Manifestação baseou-se no desrespeito à legislação do SUS, na falta de autorização do órgão de vigilância e na ausência de critérios de acompanhamento dos pacientes medicados

A OMS (Organização Mundial da Saúde) permitiu a continuação dos ensaios clínicos com cloroquina e hidroxicloroquina, que são monitorados pelos comitês de pesquisa. A Nota Informativa 9/2020- SE/GAB/SE/MS (Orientações do Ministério da Saúde para Tratamento Medicamentoso Precoce de Pacientes com Diagnóstico da Covid-19), de 20 de maio último, permite e orienta a dispensação do medicamento no Sistema Único de Saúde (SUS) fora de qualquer estudo clínico, sem autorização do órgão de vigilância e sem estabelecer como vai ser feito o monitoramento do uso e o acompanhamento do paciente (farmocovigilância). Também não estabelece qual ente da federação é o responsável pelos exames laboratoriais e complementares e pelo custo destes serviços adicionais necessários.

Portanto a notícia de retomada dos ensaios clínicos pela OMS não invalida os argumentos apresentados pelo Ministério Público Federal (MPF) na recomendação divulgada no último dia 30 de maio.
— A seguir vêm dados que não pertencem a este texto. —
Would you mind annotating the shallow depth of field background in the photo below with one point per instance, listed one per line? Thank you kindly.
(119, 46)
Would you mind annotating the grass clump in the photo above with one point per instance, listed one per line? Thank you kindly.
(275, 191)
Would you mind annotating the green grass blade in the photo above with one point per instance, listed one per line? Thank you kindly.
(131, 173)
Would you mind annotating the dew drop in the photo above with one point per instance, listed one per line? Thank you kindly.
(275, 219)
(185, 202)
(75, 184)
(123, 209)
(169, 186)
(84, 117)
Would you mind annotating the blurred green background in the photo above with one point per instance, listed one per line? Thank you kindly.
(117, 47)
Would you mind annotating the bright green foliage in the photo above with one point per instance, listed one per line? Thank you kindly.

A recomendação expedida pelo órgão ministerial baseou-se no desrespeito à legislação do SUS, na ausência da avaliação técnica de eficácia e segurança do registro e do uso dos medicamentos, em larga escala, para tratamento de pacientes com covid-19 sintomáticos leves e moderados, conforme standards técnicos e evidências científicas preconizados pela OMS e de acordo com o princípio da prevenção ou precaução (na dúvida não se utiliza determinada técnica ou produto). Esses aspectos foram invocados pelo ministro Luís Roberto Barroso, do Supremo Tribunal Federal (STJ), em voto no recente julgamento das medidas cautelares das Ações Diretas de Inconstitucionalidade 6.421, 6.422, 6.424, 6.425, 6.427, 6.428. A recomendação diz ainda que a nota informativa do governo federal não atende aos processos definidos na legislação para o registro e a distribuição no SUS, mesmo pelos procedimentos mais céleres já previstos para as situações de emergência, como a presente pandemia.

Não houve nenhuma posição contrária do MPF, quanto ao uso de cloroquina e hidroxicloroquina em ensaios clínicos ou ao seu uso compassivo no tratamento da covid-19.